The new research at the Children's Medical Center Research Institute (CRI) provides the new insight into the genetic basis of neuropsychiatric disorders. ARID1B gene was mutated in the mouse model and later used to show that growth hormone treatments reverse some manifestations of the mutation.
The ARID1B (AT-rich interactive domain-containing protein 1B) gene mutation is associated with intellectual disability and autism spectrum disorders, but the researchers have not yet found out how these mutations contribute to clinical manifestations. To determine the effect of gene mutations and its features, a team of researchers led by Dr. Hao Zhu and Cemre Celen genetically modified mice to carry a mutation in one of two copies of the ARID1B gene. This mutation replicates genetics of Coffin-Siris syndrome. It is characterized by impaired speech and social development, intellectual disability, and delayed physical growth. Understanding the molecular basis of Coffin-Siris syndrome is thought to provide a better understanding of similar disorders.
The researchers found that mice with the mutated ARID1B gene exhibited similar manifestations as of Coffin-Siris syndrome. Impaired mental development, muscle weakness, increased anxiety and fear, autism spectrum disorder (social interaction abnormalities, repetitive behaviors, and abnormal "squeaks" or vocalizations) were observed in the mice. Also, the growth hormone and insulin-like growth factor (IGF1) levels in the blood were reduced, resulting in small stature and delayed development in humans. Treating the mutated mice with growth hormones restored body size and muscle function, but behavioral changes associated with the disorder remained the same.

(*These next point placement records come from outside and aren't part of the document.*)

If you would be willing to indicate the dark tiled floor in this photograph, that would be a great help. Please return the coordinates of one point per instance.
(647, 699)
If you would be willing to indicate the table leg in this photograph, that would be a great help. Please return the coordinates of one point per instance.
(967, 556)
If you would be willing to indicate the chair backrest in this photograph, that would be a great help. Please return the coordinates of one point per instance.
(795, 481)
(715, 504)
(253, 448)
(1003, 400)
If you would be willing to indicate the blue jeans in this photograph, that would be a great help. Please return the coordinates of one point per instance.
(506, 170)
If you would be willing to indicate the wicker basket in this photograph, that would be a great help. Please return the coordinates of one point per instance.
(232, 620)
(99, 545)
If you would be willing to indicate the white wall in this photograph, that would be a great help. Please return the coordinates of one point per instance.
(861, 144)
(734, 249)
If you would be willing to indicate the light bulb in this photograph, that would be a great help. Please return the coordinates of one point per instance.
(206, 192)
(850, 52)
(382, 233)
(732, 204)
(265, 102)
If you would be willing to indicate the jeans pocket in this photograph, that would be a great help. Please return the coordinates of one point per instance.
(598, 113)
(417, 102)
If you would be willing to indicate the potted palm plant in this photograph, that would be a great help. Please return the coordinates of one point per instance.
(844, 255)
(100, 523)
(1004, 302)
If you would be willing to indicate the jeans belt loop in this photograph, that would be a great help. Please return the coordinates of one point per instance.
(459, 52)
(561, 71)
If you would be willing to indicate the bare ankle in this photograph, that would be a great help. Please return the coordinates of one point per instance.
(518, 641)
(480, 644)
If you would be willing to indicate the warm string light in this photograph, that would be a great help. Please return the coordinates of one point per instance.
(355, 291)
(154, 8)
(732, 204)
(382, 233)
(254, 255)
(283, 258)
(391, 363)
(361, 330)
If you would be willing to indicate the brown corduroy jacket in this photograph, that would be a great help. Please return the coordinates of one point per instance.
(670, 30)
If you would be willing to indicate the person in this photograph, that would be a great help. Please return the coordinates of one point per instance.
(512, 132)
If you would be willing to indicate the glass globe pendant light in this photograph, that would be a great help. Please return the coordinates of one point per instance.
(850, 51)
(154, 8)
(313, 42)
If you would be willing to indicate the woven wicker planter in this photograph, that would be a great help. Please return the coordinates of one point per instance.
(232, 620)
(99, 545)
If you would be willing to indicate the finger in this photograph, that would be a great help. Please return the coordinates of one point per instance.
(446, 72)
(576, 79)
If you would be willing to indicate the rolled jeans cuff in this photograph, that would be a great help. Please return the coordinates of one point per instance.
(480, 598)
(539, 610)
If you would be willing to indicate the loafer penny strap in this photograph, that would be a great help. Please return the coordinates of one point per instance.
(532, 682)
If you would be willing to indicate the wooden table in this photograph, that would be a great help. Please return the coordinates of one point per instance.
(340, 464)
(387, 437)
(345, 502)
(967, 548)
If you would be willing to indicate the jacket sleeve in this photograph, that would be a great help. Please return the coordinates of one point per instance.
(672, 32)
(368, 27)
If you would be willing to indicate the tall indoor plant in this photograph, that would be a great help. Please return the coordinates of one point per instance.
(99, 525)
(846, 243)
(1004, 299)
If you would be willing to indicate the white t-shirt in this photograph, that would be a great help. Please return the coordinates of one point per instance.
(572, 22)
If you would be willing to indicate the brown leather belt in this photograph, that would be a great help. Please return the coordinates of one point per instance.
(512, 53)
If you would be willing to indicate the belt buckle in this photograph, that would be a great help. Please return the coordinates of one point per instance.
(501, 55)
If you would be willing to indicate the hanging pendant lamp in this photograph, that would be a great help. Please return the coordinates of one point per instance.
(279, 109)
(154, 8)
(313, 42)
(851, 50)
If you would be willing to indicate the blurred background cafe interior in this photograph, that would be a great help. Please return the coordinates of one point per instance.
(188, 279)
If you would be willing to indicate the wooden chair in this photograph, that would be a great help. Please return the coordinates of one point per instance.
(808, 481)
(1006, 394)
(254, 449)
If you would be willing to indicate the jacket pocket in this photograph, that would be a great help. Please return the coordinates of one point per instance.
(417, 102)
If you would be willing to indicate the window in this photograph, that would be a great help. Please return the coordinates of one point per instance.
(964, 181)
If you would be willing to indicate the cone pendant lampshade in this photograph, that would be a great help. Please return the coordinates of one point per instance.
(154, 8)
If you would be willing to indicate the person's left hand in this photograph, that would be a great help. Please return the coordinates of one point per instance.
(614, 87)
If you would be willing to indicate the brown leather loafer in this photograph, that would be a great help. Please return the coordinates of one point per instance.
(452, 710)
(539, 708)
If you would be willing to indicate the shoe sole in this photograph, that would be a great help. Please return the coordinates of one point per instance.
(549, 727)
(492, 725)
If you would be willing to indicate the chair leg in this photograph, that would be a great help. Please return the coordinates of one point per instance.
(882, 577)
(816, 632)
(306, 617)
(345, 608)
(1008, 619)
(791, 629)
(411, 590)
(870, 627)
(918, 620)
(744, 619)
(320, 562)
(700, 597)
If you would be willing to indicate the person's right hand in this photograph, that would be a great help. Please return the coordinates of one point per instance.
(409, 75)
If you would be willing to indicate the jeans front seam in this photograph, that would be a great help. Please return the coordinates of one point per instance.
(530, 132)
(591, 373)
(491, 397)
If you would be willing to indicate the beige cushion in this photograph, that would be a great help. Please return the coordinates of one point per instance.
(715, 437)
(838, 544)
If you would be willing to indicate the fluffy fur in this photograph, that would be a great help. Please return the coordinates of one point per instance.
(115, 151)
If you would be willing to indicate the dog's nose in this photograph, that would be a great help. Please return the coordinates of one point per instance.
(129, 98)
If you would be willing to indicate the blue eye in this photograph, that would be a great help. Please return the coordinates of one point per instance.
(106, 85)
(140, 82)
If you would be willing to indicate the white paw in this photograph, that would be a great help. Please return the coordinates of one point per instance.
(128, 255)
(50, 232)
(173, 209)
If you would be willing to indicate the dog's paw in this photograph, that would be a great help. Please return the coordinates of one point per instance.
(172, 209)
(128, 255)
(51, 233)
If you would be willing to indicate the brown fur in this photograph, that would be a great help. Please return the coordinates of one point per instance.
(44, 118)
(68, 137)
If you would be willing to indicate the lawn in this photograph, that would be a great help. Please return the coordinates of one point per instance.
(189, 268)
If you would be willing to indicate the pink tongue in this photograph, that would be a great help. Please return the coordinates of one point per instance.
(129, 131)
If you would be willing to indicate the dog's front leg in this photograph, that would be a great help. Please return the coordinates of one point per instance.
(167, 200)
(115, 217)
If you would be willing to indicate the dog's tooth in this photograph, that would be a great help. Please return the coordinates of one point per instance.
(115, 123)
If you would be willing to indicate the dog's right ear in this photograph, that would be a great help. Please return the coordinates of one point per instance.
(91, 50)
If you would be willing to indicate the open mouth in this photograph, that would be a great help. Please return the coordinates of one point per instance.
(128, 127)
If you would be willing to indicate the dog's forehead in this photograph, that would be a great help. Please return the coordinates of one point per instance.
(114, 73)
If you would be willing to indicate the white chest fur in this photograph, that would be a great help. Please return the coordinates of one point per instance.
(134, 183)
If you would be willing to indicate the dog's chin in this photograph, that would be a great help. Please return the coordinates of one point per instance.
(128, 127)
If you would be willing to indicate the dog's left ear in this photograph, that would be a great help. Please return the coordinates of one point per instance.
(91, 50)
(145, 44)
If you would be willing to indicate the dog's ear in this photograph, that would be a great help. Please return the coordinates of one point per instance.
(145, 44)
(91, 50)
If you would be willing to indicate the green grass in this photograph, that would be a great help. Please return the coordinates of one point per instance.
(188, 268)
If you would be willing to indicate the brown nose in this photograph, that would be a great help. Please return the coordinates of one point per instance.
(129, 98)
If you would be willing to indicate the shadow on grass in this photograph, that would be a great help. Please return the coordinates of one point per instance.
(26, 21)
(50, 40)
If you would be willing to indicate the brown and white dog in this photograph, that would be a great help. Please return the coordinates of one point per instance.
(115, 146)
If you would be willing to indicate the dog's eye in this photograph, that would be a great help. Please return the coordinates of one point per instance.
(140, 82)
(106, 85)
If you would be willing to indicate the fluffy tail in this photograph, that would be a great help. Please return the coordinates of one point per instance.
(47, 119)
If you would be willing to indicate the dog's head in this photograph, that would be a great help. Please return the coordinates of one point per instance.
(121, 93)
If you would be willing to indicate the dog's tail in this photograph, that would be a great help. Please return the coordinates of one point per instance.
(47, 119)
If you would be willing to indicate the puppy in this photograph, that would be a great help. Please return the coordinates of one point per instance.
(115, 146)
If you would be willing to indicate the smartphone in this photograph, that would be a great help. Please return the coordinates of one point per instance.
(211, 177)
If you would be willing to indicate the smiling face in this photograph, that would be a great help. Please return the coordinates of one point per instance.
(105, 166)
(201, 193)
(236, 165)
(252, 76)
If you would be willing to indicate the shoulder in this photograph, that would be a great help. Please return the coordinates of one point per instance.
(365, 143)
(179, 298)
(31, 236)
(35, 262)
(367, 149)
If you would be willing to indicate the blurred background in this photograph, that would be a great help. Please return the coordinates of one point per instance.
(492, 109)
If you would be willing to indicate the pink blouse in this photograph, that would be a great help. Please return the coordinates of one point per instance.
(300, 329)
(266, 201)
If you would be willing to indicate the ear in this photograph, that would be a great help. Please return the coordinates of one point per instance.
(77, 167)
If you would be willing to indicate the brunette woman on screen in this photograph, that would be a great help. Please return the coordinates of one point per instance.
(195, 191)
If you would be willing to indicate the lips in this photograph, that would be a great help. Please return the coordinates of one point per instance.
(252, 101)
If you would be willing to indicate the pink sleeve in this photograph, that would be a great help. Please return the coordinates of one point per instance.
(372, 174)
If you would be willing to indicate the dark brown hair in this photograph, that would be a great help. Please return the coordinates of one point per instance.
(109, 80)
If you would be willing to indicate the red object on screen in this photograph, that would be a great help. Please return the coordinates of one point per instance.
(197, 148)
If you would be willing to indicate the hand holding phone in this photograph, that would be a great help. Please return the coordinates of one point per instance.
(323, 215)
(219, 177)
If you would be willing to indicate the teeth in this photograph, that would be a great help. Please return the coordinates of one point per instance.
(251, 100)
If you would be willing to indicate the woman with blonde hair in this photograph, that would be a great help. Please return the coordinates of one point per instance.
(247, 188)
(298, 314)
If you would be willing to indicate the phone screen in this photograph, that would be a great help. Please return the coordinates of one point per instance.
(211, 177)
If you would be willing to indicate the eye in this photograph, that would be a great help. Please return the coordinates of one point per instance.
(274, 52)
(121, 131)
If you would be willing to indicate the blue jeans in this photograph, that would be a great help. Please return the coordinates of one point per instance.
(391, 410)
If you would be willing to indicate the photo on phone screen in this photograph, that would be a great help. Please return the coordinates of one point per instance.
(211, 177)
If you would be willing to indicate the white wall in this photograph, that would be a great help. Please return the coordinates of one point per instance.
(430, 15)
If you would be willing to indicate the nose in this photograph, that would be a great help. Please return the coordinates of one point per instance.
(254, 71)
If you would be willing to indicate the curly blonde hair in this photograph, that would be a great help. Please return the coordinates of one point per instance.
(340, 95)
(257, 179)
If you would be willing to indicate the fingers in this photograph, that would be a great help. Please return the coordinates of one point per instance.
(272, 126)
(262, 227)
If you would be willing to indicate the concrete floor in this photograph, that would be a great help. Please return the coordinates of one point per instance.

Dr. Zhu, an Assistant Professor at CRI, stated that "These results suggest that growth hormone treatment could be a useful therapy for ARID1B patients. This is an interesting finding because we know some pediatricians already treat Coffin-Siris patients with growth hormones, although they were unaware that this response might be common to many people with ARID1B mutations."
The study provided the researchers with an important model to carry out further studies about ARID1B's role in human brain disorders and facilitate therapeutic testing of potential treatments for autism, intellectual disability, and Coffin-Siris syndrome with its aid.